There are some battleground states in which no new reliable, independent, live-caller polls were released this weekend. Polls over the last week have showed the race is neck-and-neck in Colorado, North Carolina and Virginia (an NBC News/Wall Street Journal/Marist poll in that state scheduled for release early on Monday will show a dead heat in Virginia), while Obama is leading in Michigan, Minnesota, Nevada and Wisconsin.

The electoral math still favors Obama. If  Michigan, Minnesota, Nevada and Wisconsin are added to the list of states safely in his camp, he is at 233 electoral votes. Add Iowa, Ohio and Pennsylvania to that list, and he could afford to lose Colorado, Florida, New Hampshire, North Carolina and Virginia, where the polls are roughly tied.
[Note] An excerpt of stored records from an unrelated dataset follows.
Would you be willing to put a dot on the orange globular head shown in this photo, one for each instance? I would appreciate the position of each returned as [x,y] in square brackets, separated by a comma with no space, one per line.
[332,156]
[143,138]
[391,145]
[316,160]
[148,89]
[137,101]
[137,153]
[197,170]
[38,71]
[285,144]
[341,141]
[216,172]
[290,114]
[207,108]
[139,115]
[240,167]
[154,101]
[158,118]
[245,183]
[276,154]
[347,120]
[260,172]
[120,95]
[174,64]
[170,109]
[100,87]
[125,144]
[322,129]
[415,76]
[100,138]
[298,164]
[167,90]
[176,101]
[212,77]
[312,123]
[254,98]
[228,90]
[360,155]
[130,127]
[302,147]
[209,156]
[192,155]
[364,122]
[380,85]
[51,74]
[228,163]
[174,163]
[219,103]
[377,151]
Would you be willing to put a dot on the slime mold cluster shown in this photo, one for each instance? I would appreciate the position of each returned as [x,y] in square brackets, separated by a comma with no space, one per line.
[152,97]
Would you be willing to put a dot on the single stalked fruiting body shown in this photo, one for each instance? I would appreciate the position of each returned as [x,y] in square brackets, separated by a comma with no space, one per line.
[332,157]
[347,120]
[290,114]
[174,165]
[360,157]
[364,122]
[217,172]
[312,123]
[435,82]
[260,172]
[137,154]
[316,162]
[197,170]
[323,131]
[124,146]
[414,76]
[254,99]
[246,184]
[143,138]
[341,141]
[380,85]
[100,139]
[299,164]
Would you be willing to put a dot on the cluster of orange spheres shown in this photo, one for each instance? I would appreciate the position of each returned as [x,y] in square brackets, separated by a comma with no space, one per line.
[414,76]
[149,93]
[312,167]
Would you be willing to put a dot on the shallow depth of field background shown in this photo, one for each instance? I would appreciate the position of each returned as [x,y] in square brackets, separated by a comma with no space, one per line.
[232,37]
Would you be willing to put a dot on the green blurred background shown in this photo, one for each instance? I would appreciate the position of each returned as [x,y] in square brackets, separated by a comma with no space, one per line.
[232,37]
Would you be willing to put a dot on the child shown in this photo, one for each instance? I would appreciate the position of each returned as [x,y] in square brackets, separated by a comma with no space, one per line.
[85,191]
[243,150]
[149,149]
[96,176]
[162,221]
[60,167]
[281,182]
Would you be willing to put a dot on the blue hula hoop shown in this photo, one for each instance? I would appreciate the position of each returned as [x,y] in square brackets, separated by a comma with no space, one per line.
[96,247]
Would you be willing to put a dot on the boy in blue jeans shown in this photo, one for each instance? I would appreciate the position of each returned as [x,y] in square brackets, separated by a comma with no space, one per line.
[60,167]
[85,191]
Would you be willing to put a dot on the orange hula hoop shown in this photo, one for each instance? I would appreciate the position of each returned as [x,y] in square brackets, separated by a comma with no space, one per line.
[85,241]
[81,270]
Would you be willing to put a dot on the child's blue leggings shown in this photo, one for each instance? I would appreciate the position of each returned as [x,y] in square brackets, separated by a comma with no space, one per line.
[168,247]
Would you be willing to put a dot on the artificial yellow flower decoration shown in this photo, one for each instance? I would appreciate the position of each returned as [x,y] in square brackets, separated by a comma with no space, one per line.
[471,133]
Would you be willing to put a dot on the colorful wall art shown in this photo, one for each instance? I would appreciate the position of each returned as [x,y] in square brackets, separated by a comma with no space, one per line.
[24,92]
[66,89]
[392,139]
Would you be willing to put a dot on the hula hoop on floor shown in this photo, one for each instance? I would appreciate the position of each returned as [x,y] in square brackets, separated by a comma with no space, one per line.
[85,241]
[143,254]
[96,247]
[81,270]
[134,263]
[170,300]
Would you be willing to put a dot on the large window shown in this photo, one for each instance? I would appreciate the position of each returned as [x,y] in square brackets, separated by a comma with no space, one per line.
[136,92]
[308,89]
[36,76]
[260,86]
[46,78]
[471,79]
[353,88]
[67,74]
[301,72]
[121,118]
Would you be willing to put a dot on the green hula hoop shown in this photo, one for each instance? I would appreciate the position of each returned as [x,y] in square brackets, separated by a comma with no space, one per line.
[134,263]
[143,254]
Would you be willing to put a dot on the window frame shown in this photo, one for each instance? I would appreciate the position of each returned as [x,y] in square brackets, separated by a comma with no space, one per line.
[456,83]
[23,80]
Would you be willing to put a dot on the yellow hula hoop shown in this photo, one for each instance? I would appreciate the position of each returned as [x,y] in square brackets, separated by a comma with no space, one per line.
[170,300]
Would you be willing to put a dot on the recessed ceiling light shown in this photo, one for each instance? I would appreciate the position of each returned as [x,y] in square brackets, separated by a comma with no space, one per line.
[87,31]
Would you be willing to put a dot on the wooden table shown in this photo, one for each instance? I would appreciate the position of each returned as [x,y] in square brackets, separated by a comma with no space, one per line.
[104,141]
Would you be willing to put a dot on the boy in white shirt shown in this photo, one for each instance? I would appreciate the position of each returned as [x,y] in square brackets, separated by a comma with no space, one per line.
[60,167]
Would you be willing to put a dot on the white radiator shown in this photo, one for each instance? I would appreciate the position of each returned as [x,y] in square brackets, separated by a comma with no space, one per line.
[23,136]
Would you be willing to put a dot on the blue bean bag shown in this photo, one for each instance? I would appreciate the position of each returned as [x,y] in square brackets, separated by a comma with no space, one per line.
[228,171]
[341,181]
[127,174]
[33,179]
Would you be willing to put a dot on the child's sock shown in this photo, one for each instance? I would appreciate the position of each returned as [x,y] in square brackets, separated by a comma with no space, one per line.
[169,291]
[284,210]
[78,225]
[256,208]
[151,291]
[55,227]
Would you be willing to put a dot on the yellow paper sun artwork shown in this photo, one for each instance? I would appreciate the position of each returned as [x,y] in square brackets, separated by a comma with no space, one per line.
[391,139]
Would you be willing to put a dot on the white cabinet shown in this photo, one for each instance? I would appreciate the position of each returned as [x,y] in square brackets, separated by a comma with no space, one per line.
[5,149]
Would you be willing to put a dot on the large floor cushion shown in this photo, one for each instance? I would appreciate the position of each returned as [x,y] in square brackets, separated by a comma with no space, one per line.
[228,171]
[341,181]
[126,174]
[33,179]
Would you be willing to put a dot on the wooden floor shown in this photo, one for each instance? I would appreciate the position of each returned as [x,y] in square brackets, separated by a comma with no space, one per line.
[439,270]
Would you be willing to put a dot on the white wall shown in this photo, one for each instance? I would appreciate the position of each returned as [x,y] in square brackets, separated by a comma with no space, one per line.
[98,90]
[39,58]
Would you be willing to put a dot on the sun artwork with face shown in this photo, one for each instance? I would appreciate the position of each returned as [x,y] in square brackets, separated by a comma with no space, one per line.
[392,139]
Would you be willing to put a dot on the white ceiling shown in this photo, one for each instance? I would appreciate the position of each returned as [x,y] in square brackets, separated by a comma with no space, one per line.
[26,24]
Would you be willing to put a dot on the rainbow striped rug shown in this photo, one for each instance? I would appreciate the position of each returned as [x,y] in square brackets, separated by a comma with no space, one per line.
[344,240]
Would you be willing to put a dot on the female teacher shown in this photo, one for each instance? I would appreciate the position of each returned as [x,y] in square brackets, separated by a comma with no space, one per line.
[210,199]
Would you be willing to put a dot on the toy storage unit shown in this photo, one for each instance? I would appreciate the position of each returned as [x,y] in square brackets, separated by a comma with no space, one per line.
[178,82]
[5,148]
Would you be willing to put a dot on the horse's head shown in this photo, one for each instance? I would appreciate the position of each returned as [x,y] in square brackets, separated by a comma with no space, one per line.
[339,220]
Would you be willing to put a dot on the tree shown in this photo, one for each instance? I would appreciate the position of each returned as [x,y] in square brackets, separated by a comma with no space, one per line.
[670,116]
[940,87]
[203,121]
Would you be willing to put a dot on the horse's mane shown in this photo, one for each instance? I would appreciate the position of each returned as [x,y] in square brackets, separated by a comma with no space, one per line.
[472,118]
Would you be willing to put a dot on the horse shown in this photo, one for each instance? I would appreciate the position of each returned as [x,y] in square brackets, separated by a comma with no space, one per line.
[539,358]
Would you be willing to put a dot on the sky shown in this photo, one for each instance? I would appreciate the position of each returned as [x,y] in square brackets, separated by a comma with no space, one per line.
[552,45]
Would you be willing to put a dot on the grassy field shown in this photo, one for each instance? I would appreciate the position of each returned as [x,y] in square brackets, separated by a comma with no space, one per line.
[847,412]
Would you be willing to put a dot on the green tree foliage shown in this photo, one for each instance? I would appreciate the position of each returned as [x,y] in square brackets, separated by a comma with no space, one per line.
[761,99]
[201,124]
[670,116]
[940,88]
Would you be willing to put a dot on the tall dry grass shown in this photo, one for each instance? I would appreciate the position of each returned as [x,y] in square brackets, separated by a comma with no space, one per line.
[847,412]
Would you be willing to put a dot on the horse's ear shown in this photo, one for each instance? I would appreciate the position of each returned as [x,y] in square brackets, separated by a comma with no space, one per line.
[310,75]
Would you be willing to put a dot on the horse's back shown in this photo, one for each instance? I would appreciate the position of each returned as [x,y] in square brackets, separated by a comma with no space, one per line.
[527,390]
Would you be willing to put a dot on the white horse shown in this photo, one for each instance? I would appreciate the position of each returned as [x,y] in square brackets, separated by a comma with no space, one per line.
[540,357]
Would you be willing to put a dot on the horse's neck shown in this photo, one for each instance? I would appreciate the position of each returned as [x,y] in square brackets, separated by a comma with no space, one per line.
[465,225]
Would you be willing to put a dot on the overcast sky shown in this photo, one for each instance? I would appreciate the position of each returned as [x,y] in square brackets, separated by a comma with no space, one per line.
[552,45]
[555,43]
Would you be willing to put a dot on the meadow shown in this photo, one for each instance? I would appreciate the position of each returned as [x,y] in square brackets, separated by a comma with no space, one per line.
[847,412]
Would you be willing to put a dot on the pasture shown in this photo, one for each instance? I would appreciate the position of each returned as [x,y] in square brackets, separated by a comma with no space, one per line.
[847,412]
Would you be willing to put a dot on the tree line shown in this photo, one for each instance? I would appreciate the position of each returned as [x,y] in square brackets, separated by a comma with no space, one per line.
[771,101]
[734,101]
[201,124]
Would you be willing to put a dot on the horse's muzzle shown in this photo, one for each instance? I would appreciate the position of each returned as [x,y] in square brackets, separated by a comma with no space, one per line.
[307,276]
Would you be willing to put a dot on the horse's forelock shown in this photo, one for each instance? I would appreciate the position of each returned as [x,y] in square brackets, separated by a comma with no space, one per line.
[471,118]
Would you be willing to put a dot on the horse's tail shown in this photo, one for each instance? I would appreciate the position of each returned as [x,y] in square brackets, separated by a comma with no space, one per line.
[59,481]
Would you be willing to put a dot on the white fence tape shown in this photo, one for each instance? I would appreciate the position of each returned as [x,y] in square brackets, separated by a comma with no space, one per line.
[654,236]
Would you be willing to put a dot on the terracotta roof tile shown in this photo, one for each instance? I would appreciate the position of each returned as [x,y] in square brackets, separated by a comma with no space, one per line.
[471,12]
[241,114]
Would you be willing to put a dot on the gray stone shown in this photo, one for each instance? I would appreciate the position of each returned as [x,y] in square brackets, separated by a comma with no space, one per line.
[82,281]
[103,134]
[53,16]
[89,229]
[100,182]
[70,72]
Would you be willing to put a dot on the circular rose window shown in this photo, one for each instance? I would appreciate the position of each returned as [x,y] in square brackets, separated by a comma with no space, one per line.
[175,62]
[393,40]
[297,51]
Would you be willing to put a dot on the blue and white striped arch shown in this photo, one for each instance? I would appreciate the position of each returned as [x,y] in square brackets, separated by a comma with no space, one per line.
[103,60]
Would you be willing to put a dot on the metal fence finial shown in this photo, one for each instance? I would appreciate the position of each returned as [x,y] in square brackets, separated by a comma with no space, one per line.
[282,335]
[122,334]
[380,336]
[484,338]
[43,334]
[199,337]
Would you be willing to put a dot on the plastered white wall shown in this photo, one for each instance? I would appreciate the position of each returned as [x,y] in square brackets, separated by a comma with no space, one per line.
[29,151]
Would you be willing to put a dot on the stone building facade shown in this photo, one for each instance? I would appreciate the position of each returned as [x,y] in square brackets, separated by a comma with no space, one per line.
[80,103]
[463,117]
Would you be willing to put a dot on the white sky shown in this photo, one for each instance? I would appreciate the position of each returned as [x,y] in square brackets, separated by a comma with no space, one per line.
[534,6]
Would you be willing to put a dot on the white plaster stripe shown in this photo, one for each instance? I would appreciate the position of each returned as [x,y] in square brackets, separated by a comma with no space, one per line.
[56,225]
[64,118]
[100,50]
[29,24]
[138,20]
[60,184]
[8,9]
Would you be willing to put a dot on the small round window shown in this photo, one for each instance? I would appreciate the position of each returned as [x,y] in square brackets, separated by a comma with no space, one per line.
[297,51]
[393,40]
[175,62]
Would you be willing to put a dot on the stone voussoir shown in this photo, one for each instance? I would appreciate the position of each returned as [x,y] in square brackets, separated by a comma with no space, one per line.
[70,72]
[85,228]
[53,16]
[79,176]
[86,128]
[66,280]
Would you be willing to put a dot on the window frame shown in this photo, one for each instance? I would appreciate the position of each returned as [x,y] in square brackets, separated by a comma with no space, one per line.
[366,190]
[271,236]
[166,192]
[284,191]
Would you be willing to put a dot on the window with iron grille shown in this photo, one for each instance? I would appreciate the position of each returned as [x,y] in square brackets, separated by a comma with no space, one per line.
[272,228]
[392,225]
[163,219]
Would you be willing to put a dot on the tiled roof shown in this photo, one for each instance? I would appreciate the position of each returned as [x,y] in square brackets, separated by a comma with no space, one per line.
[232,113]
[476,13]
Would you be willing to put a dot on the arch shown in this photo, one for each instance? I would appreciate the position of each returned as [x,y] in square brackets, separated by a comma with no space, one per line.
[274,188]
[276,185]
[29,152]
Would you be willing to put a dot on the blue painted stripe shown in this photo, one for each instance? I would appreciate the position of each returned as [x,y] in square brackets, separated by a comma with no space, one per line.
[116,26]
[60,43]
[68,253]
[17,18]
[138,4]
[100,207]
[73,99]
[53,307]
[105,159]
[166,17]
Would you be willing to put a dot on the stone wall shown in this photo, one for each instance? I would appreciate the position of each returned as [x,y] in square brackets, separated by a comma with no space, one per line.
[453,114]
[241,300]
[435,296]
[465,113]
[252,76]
In that scenario, Obama would still win with 277 electoral votes.

Republicans insist that the public polls are wrong, suggesting that pollsters are making assumptions about the electorate that more-or-less replicate the voters who cast ballots in 2008 and claiming that too many Democrats are being interviewed. But, in most cases, public pollsters make no assumptions. They interview a randomly selected group of voters -- either by randomly dialing phone numbers or selecting random names off voter lists. They make sure they start with a demographically representative sample, but few pollsters make adjustments to that sample to match historical trends with respect to party identification.

It is certainly possible that the polls are less accurate than they have been in the past. Achieving a true random sample of Americans by telephone is harder -- and more expensive -- than ever. In order for Romney to emerge as a winner in the Electoral College, it appears that these polls will have to be proven not just inaccurate but biased toward the incumbent.